The plants do not require any feeding and will catch prey on their own. Fertiliser will kill them quickly.
Here are some of the easy to grow/useful specimens:
- Venus Fly Trap (Dionaea muscipula). This has an active – rapid response 0.1 to 0.5 s. Culture conditions: full sun 0-30 C; compost – moss peat:sharp sand 1:1; water from below using rain or distilled water to keep wet during growing season.
- Cape Sundew (Drosera capensis). This has an active but slow response. Culture conditions: full sun 0-30 C; compost – moss peat:sharp sand 1:1; water from below using rain or distilled water to keep wet during growing season.
- Huntsmans Cap (Sarracenia purpurea). Culture conditions: full sun 0-30 C; compost – moss peat:sharp sand:live sphagnum:perlite 4:2:2:1; water from above and below using rain or distilled water to keep wet during growing season.
Drosera capensis (Cape sundew) and Dionaea muscipula (Venus fly trap) are easy to grow from leaf cuttings taken in April or May. If good lighting and high humidity can be maintained the plants will root quickly in the normal peat/sand 1:1 mix. Sarracenia purpurea (Huntsmans Cap) can be propagated by dividing the rhizome. Small specimens do well in large eco-column units.
Some ideas for investigations
Can a fly trap count? Does it have a memory?
Strange questions to ask about a plant? Examine 10 open fly traps. Do not touch them! Look for the trigger hairs. How many are there on each side of the trap? Is there the same number of trigger hairs in all 10 traps?
One of the most interesting questions about the fly trap is this. How does the trap know when to close and when not to close? For example, it will not close when a raindrop or a piece of debris falls on a trigger hair but it will when an insect does. It seems as if the trigger hairs must be touched more than once.
Use a very fine pin or needle and a stop watch to investigate this interesting problem. Here are some suggestions:
- Touch 1 hair once and note the response.
- Touch 1 hair twice in quick succession (e.g. 1 second)
- Touch 1 hair twice with a longer interval (e.g. 1 minute)
- Touch 1 hair once and then another hair on the same side once. And so on.
Fly trap digestion
Sometimes a fly trap will close on something which is not suitable ‘food’ e.g. a soil particle. If this happens it will open again without trying to digest it. How does it know what to digest?

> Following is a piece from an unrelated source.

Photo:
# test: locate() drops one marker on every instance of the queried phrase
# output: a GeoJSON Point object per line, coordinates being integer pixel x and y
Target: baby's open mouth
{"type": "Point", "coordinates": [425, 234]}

You can investigate this by placing small quantities of different substances in closed traps and seeing if they open.
What sort of substances are likely to be effective? Remember that fly traps grow in soils deficient in one particular mineral.
Demonstrating digestion by sundews
If an insect lands on a sundew (Drosera) leaf it is held by the glandular hairs which slowly curve round it and push it towards the central glands that secrete the enzymes to digest it. You can watch this happen over the course of 24 hr either by adding a small insect or some other form of protein- perhaps a tiny piece of jelly. The plant growth regulator, auxin, speeds up the growth of the outer cells to aid the curling of the leaf and after digestion does the same to the inner cells to help unfurl the leaf again.
Protein in the layer of gelatin on the non-shiny surface of exposed photographic film can also demonstrate its digestion by a Drosera leaf. Use paperclips to hold the film close to the leaf and leave it overnight. A wonderful outline appears in the morning showing where every gland has exuded its enzymes.
Another demonstration of protein digestion is to set some jelly (any flavour you like!) in the bottom of a Petri dish and cover with small discs of filter paper that have been wiped over the surface of Drosera leaves. 1-2 days later, removal of the discs will expose holes where the enzymes, adsorbed onto the filter paper, have “eaten” the jelly.